Set C, setup eye 1 draw fire, setup eye 2, draw fire.
Here, we still only go through 3 state changes and we continue to leverage the vertices as they are already bound. This makes a tremendous difference in more complicated scenes. The only drawback is that you now have to pass enough information throughout your rendering pipeline to know how to setup both eyes & viewports, as opposed to just a single camera.
It may be tempting to just treat each eye as its own individual camera, but this poses several problems. The first is that usually you determine which objects to render based on the camera. While it would certainly work to run the visibility determination logic and generate a list of objects to render per eye, it’s also incredibly inefficient. The vast majority of the two lists would be the same, with only a few items unique to one eye or the other. It is usually much better to build a “fattened” view frustum which encompasses both eyes, and use that to do a single visibility culling pass. This list generated should then be used for both eyes. There will sometimes be a handful of objects that may have only been visible out of the corner of 1 eye, and will not generate any pixels for the other eye, but these are corner cases and conservative. This will generate the proper image, and saves a tremendous amount of processing time on the CPU.
Level of Detail (LOD)
Similar to visibility determination, determining LOD levels on a per-camera basis is the norm. However, this causes problems if you pick LOD on a per eye basis. An object that is out on the far left or far right of view might be on the boundary of two detail levels based on your current position. Such that one eye would pick level X, and the other eye level X + 1. If you have good blending between LODs, this may not be very obvious, but it’s still undesirable. The solution, again, is to just use a single fattened camera view with a single average position of the two eyes to do the LOD determination, and then use the results for both eyes.
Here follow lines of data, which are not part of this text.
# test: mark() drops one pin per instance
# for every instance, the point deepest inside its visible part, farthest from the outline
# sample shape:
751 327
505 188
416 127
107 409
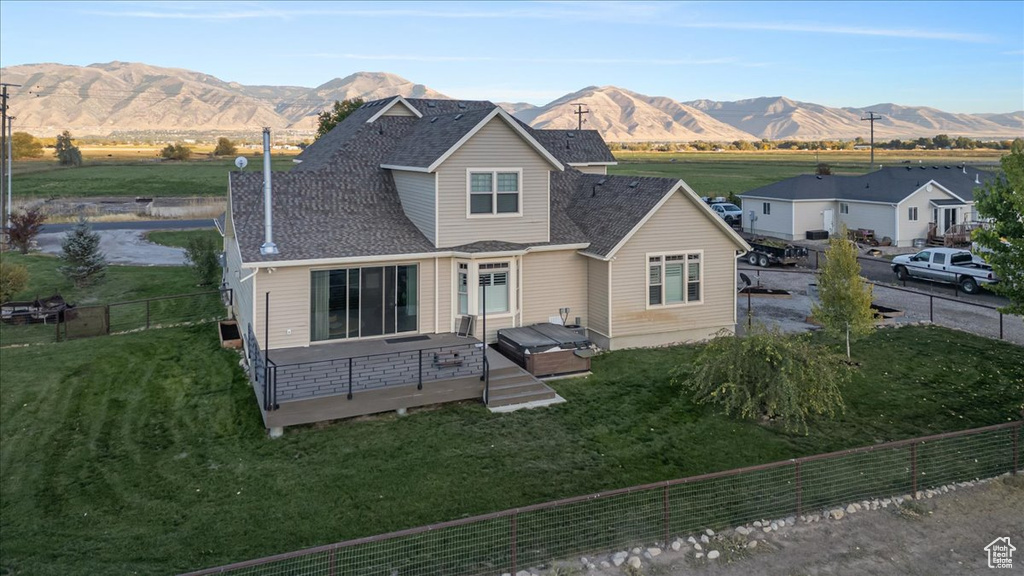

Through my experimentation, it appears something about rendering an image in stereo makes the effect of normal maps diminish significantly. Normal maps occupying a small amount of view space (such as small items in the distance) look fine, but large walls and surfaces up close really start looking quite flat and cheesy with normal maps looking like their just cheaply painted onto the surface (which is in fact, exactly what they are J). I’m not sure why, but I suspect it has to do with the discrepancy between the true depth of the surface your eyes perceive and the fake perturbations the normal map is trying to impose. I believe actual displacement techniques, such as displacement maps, and tessellation will start becoming more popular as build more rich VR experiences. I also hope this means we can push on the GPU venders to finally fix their tessellation engines, as most have performance issues and inefficiencies.
View dependent lighting
It seems logical that view dependent computations, such as that for specular highlights or reflections, would benefit from using a per eye view vector. However, in practice this actually looks odd and I’m not sure why. In my experience, using separate view vectors per eye for rendering specular highlights makes the final lighting or reflected image look blurry and incorrect. Using a single view vector from the average or “middle” eye generally seems to look much better, even if it feels physically incorrect. I need to do some more research and experimentation here to see what’s going on, but for now my recommendation is to use a single vector to get a better looking output. But certainly try both and see which works best for you particular setup.
That’s it for now, I wanted to keep this post fairly short and just summarize a few things that may help people building content for VR. I’ll continue to document additional issues as I run into them, or hear about others running into them in the future. Good luck on getting your content on to the VR platform, and please let me know if you have additional questions or comments.